Volkswagen executive is arrested in emissions scandal
A Volkswagen executive has been arrested on a charge of conspiracy to defraud the United States for allegedly misleading regulators in the automaker’s emissions scandal.
The executive, Oliver Schmidt, was arrested in Florida on Saturday, the New York Times reports. USA Today and the Detroit Free Press have stories on the criminal complaint against Schmidt, which was unsealed in Detroit federal court on Monday.
Schmidt, who worked in Auburn Hills, Michigan, was the former top emissions compliance manager for Volkswagen in the United States.
An affidavit supporting Schmidt’s arrest says regulators asked about tests on Volkswagen’s diesel vehicles that found emissions were substantially higher than permissible levels when being driven on the road, but were found to be satisfactory during emissions tests.
Schmidt knew the discrepancy was the result of software designed to cheat on emissions tests, the complaint alleges. But Schmidt instead deceived and misled regulators, the complaint says, “by offering reasons for the discrepancy other than the fact that VW was intentionally cheating on U.S. emissions tests, in order to allow VW to continue to sell diesel vehicles in the United States.”
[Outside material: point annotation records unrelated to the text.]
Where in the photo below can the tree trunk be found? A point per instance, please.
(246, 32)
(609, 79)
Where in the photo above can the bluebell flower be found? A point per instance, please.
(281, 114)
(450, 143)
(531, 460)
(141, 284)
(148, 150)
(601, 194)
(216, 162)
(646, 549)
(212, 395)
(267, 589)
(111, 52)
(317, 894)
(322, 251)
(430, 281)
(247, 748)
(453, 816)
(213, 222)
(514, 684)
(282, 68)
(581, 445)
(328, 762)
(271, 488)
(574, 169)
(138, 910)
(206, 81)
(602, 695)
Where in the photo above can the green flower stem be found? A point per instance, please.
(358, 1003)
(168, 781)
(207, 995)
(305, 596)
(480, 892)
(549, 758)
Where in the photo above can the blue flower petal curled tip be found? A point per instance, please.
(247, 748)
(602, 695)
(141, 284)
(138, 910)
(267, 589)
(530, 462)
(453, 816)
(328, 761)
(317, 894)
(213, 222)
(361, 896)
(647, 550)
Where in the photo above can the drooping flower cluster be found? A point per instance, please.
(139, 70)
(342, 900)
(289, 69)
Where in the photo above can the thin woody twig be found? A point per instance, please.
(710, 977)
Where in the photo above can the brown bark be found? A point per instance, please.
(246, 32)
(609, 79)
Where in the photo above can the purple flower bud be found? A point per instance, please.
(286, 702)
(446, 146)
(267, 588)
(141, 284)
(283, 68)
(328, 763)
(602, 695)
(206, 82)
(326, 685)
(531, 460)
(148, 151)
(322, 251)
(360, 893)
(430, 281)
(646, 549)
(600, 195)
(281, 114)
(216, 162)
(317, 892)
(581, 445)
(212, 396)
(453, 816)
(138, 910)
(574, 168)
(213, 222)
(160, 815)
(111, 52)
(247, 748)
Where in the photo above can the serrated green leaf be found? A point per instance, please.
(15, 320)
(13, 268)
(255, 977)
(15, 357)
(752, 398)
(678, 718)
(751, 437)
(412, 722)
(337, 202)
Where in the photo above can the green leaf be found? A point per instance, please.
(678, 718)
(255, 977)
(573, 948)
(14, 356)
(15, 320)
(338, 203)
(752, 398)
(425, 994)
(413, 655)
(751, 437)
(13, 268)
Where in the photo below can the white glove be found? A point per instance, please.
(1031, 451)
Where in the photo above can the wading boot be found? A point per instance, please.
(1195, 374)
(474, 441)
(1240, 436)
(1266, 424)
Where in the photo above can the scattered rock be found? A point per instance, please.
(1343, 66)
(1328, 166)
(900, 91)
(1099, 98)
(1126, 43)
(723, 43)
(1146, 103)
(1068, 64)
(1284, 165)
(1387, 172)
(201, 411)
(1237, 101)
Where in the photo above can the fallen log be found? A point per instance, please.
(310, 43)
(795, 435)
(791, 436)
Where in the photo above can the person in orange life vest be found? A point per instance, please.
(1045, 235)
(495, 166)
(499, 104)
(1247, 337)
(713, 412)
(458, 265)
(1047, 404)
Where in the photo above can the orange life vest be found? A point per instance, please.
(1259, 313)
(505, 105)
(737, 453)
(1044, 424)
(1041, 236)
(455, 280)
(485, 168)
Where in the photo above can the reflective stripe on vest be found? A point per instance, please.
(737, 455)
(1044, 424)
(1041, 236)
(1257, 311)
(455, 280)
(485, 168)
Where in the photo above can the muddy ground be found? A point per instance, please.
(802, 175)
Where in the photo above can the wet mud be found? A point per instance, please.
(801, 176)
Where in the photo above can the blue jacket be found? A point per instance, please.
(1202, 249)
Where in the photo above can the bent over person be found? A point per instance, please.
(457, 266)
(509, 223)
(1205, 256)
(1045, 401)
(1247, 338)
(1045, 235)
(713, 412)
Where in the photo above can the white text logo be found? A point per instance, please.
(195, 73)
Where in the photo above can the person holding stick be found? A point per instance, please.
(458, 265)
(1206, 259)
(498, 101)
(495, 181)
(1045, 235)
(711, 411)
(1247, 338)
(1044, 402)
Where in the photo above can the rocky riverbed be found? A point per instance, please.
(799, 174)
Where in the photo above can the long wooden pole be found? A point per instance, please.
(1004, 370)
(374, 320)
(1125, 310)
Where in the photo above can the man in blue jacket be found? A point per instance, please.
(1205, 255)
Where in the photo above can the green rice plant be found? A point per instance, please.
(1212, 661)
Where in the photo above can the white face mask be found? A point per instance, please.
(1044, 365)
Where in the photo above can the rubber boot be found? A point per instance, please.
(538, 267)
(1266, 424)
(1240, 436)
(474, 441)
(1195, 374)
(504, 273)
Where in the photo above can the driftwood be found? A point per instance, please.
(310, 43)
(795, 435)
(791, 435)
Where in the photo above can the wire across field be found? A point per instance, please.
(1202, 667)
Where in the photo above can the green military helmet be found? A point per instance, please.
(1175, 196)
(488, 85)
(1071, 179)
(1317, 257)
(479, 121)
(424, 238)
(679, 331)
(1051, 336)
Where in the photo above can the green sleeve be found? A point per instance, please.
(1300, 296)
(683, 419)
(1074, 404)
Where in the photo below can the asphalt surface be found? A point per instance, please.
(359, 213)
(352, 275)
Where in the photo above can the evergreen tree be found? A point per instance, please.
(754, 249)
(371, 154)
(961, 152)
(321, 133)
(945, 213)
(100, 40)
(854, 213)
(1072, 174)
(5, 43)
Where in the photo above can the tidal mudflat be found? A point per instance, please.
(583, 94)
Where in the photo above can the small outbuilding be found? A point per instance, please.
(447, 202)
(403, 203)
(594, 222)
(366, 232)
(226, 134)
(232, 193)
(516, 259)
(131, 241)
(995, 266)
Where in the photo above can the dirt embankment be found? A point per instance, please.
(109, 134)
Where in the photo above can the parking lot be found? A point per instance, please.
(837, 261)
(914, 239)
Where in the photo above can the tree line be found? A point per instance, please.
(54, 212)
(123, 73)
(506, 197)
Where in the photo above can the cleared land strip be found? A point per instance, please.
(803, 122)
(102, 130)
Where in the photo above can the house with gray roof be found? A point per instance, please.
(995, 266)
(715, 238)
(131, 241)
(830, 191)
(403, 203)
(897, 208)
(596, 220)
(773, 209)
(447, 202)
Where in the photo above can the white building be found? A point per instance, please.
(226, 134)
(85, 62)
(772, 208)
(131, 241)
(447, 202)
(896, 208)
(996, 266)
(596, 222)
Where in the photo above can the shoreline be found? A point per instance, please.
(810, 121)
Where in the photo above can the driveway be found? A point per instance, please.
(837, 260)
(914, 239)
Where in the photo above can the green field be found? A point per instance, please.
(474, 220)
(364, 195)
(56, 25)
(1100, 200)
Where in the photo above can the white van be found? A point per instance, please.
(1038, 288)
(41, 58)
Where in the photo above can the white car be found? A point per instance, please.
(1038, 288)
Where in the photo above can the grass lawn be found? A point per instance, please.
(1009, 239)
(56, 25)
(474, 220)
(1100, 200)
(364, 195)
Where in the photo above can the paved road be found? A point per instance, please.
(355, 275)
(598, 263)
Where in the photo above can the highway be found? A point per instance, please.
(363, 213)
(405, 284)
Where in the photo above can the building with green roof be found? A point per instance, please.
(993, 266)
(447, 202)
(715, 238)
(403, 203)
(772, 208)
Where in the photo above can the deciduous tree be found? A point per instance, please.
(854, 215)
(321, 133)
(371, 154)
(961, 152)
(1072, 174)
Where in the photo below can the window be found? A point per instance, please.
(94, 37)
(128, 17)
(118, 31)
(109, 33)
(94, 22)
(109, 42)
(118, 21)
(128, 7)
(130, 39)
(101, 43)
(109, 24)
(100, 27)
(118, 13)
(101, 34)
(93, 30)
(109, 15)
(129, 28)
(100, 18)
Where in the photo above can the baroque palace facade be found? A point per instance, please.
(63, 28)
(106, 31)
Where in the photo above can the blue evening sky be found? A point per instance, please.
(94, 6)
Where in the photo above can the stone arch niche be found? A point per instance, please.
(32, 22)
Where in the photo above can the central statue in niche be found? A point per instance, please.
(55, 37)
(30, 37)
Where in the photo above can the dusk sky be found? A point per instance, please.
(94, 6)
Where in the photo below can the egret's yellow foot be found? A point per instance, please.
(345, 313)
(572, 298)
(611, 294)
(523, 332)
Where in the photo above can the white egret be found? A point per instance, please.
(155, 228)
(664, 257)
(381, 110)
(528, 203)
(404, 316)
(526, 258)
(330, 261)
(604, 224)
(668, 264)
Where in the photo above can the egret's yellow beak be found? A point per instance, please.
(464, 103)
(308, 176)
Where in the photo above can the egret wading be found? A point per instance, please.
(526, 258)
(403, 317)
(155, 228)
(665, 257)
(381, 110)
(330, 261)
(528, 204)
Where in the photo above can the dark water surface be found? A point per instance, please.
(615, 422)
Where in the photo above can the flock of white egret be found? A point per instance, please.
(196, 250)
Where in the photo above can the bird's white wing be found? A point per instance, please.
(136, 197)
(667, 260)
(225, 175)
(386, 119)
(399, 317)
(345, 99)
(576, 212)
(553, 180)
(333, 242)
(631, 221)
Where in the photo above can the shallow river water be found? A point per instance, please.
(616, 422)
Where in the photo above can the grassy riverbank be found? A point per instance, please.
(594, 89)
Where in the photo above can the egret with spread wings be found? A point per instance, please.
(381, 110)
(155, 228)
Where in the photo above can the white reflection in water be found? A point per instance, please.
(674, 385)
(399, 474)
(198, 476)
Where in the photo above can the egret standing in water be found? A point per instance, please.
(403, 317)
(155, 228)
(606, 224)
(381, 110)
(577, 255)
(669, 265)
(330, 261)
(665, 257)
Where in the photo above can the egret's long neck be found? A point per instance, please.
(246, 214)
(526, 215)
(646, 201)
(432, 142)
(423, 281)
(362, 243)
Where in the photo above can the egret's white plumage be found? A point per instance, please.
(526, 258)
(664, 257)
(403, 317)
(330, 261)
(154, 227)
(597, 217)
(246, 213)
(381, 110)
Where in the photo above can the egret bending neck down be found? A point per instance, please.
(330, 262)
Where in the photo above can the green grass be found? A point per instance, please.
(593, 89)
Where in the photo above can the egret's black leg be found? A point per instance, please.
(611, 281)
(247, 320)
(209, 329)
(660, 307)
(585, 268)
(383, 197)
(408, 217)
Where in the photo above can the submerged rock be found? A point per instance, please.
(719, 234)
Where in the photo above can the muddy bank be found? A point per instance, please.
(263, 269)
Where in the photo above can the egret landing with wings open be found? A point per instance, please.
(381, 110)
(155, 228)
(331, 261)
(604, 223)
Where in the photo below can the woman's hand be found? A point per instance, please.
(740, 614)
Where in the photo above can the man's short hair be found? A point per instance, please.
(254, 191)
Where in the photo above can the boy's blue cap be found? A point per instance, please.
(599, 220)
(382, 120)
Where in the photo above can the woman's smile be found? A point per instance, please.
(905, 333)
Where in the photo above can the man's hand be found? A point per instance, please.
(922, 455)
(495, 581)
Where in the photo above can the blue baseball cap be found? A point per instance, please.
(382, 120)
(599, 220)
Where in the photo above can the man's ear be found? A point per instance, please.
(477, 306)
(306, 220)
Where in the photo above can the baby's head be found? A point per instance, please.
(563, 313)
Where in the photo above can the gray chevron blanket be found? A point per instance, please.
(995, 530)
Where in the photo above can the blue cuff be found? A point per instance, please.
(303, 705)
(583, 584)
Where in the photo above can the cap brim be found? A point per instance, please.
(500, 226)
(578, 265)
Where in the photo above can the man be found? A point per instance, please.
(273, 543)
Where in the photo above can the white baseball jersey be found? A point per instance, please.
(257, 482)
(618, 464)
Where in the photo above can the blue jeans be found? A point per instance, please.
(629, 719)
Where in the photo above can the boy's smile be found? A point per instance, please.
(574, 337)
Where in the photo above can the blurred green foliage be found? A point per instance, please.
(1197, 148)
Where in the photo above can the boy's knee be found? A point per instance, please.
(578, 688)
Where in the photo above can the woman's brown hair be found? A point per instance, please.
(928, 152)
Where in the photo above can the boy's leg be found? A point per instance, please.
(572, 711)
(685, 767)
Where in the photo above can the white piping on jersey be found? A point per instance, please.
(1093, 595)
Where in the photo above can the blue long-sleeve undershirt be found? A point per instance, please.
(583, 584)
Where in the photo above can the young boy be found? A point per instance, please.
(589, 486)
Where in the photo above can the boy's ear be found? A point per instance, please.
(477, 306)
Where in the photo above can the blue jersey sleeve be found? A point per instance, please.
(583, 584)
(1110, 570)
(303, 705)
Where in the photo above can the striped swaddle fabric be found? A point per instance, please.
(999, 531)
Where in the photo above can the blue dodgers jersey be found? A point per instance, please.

One of the witnesses against Schmidt is former Volkswagen engineer James Liang, who pleaded guilty in September to conspiracy to defraud the federal government. Schmidt’s arrest, the Times says, “brings the investigation into the executive ranks.”
Volkswagen has agreed to pay $15.3 billion in a civil settlement, and it is negotiating a plea deal with the U.S. Justice Department to resolve a criminal case, the New York Times says.